— Дамы и господа! Приветствуйте победителя 81-х Голодных игр из Дистрикта-3!
— Нет, — я прячу лицо в ладони, раскачиваюсь на одном месте. — Не может быть…
Телевизор гаснет и дверь моей камеры открывается. На пороге стоит Август Эмерсон с неизменной папкой в руках.
— Соболезную, мисс Дагер.
— Он мог бы победить. Мог.
— Да, но реальность такова. Жаль, очень жаль. Теперь шансы на ваше спасение невелики.
— Мне плевать на это, — отвечаю глухо. — И мне жаль не себя, а его. Он был самым лучшим из всех моих подопечных.
— Нет-нет, он был как все. Просто Вы стали для него лучше. Но все это слова. Дистрикт-3 дождался своей победы, и я за них, признаюсь, рад. Так вот, мисс Дагер, — мужчина раскрывает папку, поправляет очки. — Пока мы готовим девушку к награждению, вам тоже стоит подготовиться к суду.
— Суду?
— Да, мисс Дагер. Вас будут судить по законам Капитолия. Вам вменяют в вину убийство несовершеннолетнего ребенка. Каждое преступление рассматривает суд. Мы дорожим своими людьми и поэтому не казним всех направо и налево, как в дистриктах. Вас, наверное, на родине за такое бы расстреляли.
— И… что мне делать? Нужен же адвокат, да? — я совершенно не разбираюсь в подобных вопросах.
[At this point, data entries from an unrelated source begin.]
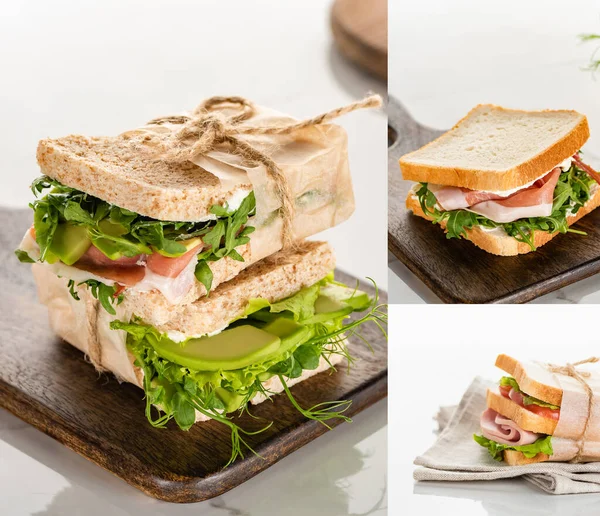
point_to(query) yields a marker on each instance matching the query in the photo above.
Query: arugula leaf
(571, 193)
(204, 274)
(495, 449)
(102, 292)
(23, 257)
(509, 381)
(530, 400)
(176, 392)
(140, 235)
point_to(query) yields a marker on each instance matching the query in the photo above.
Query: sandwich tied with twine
(208, 127)
(570, 370)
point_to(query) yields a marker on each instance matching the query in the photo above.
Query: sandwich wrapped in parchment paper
(162, 214)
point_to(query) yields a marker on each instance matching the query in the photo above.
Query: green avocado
(234, 348)
(357, 299)
(70, 242)
(112, 228)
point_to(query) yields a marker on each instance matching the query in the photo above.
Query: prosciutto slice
(497, 428)
(593, 174)
(533, 201)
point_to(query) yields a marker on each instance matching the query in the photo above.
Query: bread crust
(538, 390)
(521, 416)
(505, 245)
(110, 169)
(519, 175)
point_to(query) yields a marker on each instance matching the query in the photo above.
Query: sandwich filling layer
(500, 433)
(542, 205)
(215, 375)
(110, 249)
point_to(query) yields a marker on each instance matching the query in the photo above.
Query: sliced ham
(97, 257)
(593, 174)
(454, 198)
(170, 267)
(126, 275)
(497, 428)
(532, 201)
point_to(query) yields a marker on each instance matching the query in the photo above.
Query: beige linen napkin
(455, 456)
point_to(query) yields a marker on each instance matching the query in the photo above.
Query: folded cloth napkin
(455, 456)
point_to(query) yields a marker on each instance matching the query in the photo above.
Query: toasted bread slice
(526, 419)
(500, 243)
(515, 458)
(276, 277)
(85, 324)
(493, 148)
(548, 393)
(112, 169)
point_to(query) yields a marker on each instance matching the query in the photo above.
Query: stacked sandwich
(509, 181)
(542, 413)
(189, 277)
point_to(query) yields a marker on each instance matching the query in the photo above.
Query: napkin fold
(456, 457)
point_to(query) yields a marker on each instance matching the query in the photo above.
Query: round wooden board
(360, 32)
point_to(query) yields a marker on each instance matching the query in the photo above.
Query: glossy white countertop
(447, 57)
(68, 68)
(448, 346)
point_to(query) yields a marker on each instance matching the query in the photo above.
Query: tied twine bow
(580, 376)
(208, 127)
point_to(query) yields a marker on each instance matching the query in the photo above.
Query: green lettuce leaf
(495, 449)
(179, 391)
(509, 381)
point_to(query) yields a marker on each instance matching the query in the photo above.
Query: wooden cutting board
(360, 32)
(456, 270)
(48, 384)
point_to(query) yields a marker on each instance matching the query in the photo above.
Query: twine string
(208, 127)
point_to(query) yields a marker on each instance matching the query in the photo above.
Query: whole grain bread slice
(503, 244)
(493, 148)
(119, 172)
(276, 277)
(521, 416)
(519, 371)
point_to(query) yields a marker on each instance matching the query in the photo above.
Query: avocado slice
(234, 348)
(357, 299)
(189, 244)
(112, 228)
(70, 242)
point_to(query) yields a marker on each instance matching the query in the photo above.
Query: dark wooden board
(456, 270)
(48, 384)
(360, 32)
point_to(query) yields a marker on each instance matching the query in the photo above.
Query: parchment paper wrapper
(573, 412)
(85, 325)
(314, 161)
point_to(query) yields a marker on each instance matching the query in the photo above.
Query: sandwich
(277, 323)
(134, 225)
(174, 257)
(541, 413)
(507, 180)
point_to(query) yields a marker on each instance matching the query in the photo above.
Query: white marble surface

— Нужен. Вам его предоставят. Пока просто приведите себя в порядок. Вы ужасно выглядите. Я распоряжусь, чтобы вас кормили лучше, а сразу же перед заседанием суда привели стилиста, — он делает какие-то пометки. — Ах, да. Дело резонансное, так что вместе с присяжными заседателями вашу судьбу также будут решать мэры дистриктов, — он лучезарно улыбается и, не попрощавшись, выходит.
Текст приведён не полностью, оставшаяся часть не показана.